Graduating from South Seattle College in August 2023, Erica is currently enrolled in the School of Public Health at the University of Washington, majoring in Public Health with a minor in Public Policy. She aspires to advocate for better public policy surrounding public health, emphasizing community-building, and enhancing understanding of social health determinants, while advocating for accessible, holistic care focusing on mental and physical well-being through practices like yoga, meditation, and journaling.


Advice from Erica

When discussing her experiences at South Seattle College and considering her new educational journey at the University of Washington, Erica shared advice to veterans recently reintroduced to civilian work and life, those aspiring to pursue a higher education, and all current students at South.

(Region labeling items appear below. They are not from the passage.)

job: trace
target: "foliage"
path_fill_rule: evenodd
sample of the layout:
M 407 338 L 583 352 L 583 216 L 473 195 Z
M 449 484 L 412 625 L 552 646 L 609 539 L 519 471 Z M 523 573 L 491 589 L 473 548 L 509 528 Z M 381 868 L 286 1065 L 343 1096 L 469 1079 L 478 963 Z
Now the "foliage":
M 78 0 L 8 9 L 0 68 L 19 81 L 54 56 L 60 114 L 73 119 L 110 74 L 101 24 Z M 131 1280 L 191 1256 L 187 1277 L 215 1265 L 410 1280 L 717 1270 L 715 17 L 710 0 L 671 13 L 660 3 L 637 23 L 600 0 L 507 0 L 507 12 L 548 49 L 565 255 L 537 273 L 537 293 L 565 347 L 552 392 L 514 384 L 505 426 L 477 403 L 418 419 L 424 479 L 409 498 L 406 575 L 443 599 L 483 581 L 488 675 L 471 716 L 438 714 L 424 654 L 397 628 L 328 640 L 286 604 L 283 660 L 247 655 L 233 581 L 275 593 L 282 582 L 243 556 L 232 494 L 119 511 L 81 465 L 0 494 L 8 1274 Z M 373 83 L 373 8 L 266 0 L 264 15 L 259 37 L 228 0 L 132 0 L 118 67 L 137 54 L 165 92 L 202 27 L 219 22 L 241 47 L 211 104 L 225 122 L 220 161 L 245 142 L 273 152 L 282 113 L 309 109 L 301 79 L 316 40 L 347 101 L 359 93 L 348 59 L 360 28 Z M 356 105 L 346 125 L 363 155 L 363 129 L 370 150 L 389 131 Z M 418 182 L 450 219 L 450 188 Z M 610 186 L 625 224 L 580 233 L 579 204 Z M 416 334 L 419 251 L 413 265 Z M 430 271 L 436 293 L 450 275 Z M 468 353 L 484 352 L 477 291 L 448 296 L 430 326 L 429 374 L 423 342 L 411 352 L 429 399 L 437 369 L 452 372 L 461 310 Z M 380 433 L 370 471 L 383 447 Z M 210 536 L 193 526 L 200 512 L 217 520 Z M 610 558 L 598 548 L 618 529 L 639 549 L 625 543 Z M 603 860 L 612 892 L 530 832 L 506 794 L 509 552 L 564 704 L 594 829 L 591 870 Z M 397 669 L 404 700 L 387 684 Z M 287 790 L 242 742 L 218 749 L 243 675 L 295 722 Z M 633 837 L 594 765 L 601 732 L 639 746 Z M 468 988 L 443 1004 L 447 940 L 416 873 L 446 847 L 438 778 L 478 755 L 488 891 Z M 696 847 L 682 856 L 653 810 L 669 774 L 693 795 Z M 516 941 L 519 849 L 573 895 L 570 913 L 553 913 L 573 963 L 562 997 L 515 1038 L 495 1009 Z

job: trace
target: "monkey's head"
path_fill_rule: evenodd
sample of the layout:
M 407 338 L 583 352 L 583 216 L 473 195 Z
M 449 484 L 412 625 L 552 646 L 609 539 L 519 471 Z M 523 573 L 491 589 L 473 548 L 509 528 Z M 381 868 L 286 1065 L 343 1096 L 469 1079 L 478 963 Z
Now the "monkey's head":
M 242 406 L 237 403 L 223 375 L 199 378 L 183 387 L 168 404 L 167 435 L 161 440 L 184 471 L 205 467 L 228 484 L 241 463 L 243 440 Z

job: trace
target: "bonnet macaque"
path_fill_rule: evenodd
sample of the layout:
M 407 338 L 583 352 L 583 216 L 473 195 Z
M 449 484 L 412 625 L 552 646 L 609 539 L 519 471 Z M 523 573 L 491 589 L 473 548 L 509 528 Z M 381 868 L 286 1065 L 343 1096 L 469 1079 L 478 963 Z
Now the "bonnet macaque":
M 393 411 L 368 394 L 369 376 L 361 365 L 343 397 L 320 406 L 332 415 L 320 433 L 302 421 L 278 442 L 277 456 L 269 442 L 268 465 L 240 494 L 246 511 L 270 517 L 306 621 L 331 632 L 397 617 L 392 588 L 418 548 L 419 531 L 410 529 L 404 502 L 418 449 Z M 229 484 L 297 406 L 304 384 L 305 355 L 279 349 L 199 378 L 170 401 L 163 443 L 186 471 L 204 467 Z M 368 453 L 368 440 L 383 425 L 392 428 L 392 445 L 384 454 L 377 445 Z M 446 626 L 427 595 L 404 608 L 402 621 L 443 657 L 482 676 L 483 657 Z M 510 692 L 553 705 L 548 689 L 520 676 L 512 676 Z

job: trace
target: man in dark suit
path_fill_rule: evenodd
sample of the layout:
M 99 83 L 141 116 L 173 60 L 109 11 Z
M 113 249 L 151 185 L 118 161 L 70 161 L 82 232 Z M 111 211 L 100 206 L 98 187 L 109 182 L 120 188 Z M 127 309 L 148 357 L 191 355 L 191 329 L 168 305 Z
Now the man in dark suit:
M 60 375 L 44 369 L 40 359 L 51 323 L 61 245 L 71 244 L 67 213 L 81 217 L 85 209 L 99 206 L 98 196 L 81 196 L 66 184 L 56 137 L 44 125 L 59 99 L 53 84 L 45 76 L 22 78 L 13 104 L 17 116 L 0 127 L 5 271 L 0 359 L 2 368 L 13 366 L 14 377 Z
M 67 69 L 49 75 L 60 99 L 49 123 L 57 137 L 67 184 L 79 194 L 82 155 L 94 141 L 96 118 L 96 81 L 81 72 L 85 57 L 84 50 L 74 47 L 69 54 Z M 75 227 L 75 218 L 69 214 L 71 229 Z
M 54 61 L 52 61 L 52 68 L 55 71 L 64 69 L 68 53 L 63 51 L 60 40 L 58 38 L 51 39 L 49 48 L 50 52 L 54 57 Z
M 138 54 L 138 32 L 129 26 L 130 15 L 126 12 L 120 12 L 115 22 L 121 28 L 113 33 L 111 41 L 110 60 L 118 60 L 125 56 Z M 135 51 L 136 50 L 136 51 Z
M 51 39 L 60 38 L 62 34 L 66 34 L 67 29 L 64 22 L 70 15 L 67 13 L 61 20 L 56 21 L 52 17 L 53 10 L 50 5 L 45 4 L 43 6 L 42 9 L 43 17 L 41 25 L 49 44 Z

  1.  “Lean on your support systems, lean on the people who are going to help you, and tell you what you need to hear – not what you want to hear. People who are going to keep you accountable.”
  2.  “Ask questions. You don’t know what you don’t know. And if the person you ask doesn’t know, they can probably connect you with someone who does.”
  3.  “Lean on your academic advisors. They are there to help you through your educational journey."
  4.  “Remember to take care of yourself, take time for self-care. School is wonderful, but if you aren’t in the mental space and not taking care of yourself, it’s going to be hard.”
  5.  “Challenge yourself. Take the hard classes, take the time to learn about things you want to learn, consider if what you are doing is challenging you, and if it isn’t, consider if it is the right thing for you. You need to learn and grow, and you do that through doing things that are hard. Build relationships with your instructors, join a club, do something you never thought you would. Just try.”